Eligible participants will be stratified at randomization by Asian race (regardless of geographic location), smoking status (whether a current or former smoker), and the presence or absence of treated and stable brain metastases at baseline and randomized in a 1:1 ratio to receive either BAY 2927088 (20 mg BID) or SoC (pembrolizumab in combination with platinum-based chemotherapy [cisplatin or carboplatin, along with pemetrexed], administered in 21-day cycles per the approved labels).

BAY 2927088 20mg BID vs SoC

To evaluate the effect of BAY 2927088 compared with the standard of care (SoC) in progression free survival (PFS)
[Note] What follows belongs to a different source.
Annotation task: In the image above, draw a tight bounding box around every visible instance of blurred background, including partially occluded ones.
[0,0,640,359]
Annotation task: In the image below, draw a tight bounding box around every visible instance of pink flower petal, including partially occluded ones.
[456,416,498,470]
• Documented activating HER2 mutation
• No prior systemic therapy for locally advanced or metastatic disease. No prior treatment with a HER2 ex20ins-targeted therapy (eg poziotinib, trastuzumab deruxtecan). Participants who received adjuvant or neoadjuvant therapy are eligible if the adjuvant/neoadjuvant therapy was completed at least 12 months prior to the start of screening
• ECOG PS of 0 or 1

• Inability to discontinue treatment with chronic systemic corticosteroids. Participants who require intermittent use of bronchodilators, inhaled steroids, or local steroid injections would not be excluded from the study. Replacement therapy (eg, physiologic corticosteroid replacement therapy for adrenal or pituitary insufficiency) is acceptable, provided that the dose is stable for >4 weeks prior to planned start of study intervention.
• Participants with active brain metastases (ie, new brain metastases or progressive brain metastases that have not been subjected to CNS-directed therapy since documented progression) and leptomeningeal disease (ie, positive cerebrospinal fluid cytology or unequivocal radiologic or clinical evidence of leptomeningeal involvement) are excluded.
  Participants with treated brain metastases that are asymptomatic at screening are eligible if all of the following criteria are met:
  o There is no evidence of progression (new or enlarging brain metastases) for at least 6 weeks after CNS-directed treatment, as ascertained by clinical examination and brain imaging (MRI or CT) during the screening period.
  o Participants must be off or receiving low-dose of corticosteroids (≤10 mg prednisone or equivalent) for 7 days prior to the first dose of study intervention.